Lately I see myself moving more and more away from digital media and into physical sculpture which I am very excited about.
Can you explain how your creative process works?
I like to describe my work as storytelling through world-building, so naturally my process almost always begins with a story I want to tell. It can also be a feeling, an atmosphere, a memory, or an experience, often something connected to nature, that I try to compress or condense or encapsulate in some way. It could be how the light hits the forest ground or the combination of plants growing around a fallen tree, or someplace where rot/decay and vitality/life are co-existing in a beautiful or interesting way.
It is a very intuitive process, in the best cases I don’t even think about what I do, it just happens.
Which tools do you use to produce your work?
For my digital works, I use 3D software and render engines, sometimes also AI and game software. For the physical sculptures I’ve recently got into 3D printing and some ceramics, that I hope to explore more and find interesting ways to combine with my digital works.
What is the message that you are trying to send with your art?
On a more general level, I try to create new stories, metaphors and narratives for ecological thinking and explore how we can thrive/survive on a damaged planet that hopefully make people reflect upon their relation to the natural world and their more-than-human surroundings.
What do you think about the transformation going on in the art world with the incorporation of Artificial Intelligence image generation? Is this something that you would be interested in trying out? What impact do you think it will have?
I have worked a little bit with AI image generation and in the beginning I found it very interesting and scary at the same time, and I was drawn to it. But something happened, being so overexposed to it, seeing so many images on social media especially, being produced so fast, it is very overwhelming, and it doesn’t feel very special or emotional to me.

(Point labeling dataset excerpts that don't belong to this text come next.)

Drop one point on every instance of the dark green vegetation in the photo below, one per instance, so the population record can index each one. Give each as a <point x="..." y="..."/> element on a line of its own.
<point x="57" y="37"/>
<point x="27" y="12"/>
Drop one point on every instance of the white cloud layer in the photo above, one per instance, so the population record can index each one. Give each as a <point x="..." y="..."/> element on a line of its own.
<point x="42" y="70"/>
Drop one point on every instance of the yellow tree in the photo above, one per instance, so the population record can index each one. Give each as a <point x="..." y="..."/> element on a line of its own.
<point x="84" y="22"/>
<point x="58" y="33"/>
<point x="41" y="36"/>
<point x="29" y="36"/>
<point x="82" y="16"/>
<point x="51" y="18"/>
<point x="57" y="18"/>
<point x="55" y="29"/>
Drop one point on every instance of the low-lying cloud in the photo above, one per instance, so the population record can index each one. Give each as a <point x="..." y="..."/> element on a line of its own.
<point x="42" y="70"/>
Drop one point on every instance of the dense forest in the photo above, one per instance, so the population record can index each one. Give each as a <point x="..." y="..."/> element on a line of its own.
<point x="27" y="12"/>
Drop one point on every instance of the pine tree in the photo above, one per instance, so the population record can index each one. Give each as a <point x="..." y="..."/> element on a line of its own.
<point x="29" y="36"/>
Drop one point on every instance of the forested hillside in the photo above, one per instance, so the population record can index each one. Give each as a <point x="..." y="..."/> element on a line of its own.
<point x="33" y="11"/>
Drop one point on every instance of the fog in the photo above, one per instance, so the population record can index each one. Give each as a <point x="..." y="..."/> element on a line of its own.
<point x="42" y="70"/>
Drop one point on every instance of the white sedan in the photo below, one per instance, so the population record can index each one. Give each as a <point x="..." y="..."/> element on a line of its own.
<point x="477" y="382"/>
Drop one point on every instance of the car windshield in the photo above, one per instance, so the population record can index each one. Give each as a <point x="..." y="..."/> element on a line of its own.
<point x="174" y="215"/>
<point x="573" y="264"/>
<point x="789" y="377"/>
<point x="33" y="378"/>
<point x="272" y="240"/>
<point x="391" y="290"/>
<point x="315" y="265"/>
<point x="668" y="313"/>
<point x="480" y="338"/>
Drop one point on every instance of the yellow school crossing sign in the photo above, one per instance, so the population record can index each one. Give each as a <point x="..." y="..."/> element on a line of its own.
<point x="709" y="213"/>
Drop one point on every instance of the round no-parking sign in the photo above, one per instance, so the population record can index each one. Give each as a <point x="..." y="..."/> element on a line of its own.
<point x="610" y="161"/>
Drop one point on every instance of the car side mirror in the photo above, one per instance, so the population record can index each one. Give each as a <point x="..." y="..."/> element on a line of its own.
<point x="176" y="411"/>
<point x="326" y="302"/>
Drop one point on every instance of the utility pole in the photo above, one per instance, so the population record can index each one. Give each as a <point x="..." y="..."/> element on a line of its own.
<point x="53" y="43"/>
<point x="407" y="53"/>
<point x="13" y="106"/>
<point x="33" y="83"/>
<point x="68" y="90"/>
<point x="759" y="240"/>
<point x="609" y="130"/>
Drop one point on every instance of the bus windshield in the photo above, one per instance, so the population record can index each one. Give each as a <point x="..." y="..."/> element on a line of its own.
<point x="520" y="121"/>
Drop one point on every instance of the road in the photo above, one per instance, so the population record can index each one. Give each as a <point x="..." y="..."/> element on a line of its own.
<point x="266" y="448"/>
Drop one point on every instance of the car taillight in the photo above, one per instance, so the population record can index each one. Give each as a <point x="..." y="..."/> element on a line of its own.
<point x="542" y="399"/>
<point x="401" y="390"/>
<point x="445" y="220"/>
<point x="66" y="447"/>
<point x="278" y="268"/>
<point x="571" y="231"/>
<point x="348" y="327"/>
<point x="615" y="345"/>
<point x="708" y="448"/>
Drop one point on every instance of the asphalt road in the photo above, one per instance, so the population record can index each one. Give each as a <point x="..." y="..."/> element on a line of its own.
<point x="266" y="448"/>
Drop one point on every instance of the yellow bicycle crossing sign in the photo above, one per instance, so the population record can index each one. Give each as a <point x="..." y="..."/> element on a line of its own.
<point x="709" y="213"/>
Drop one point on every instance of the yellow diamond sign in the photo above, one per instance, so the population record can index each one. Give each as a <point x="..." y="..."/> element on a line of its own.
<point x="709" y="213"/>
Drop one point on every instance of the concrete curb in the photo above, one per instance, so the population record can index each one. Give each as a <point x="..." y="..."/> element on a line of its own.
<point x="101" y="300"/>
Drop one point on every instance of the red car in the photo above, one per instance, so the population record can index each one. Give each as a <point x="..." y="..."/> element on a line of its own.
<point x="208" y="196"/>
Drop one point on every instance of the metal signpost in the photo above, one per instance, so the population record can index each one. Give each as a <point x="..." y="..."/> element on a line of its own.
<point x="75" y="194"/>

I think I am a little old-fashioned when it comes to digital tools, I like the craft of it - sometimes when I am texturing my digital sculptures, I think of it as painting porcelain with small details and not using automation tools… This overexposure to AI images discouraged me a bit which led me to work less with digital media and more on physical objects.
What do you think the future holds in the relationship between technology and nature, with the constant transformation and destruction of it. Do you think art can fulfill a role helping heal this relationship?
I am interested in exploring the contradictory aspect of portraying and experiencing “nature” using technology, and how we as image makers in a digital age can navigate the intersection of two phenomena that are happening simultaneously — the destruction of nature and the growth of technology — and what this means for how we create with digital tools; Does experiencing nature through the lens of technology reinforce the alienation towards it? Or can we use it as a portal for reconnecting with it?
I don’t think I can answer these questions now, maybe I never will…
It may seem a bit paradoxical, but I somehow hope that my work will inspire people to spend less time in front of the screen. The dream is that my images invoke some kind of re-enchantment with nature, that they work as a reminder of what we sometimes take for granted.
What is in store for the future? What is your goal with 3D art?
I want to develop new methods for dissolving the boundaries between the digital and physical aspects of my work by exploring how projections of digital images/video can work together with sculpture/object/physical space and create more sensuous and extensive experiences of my worlds.
What would you like to say to aspiring artists inspired by your work?
Get out of Instagram, Pinterest, Arena (even though I LOVE arena) and stop looking too much art through the phone and the computer. Go for a hike, visit a museum, write a journal, and remember or realize or connect to what is important to you, what you are interested in and what stories you want to tell. It is so easy to forget this, in this day and age where so much of the art we consume is through small screens and measured by likes and follows.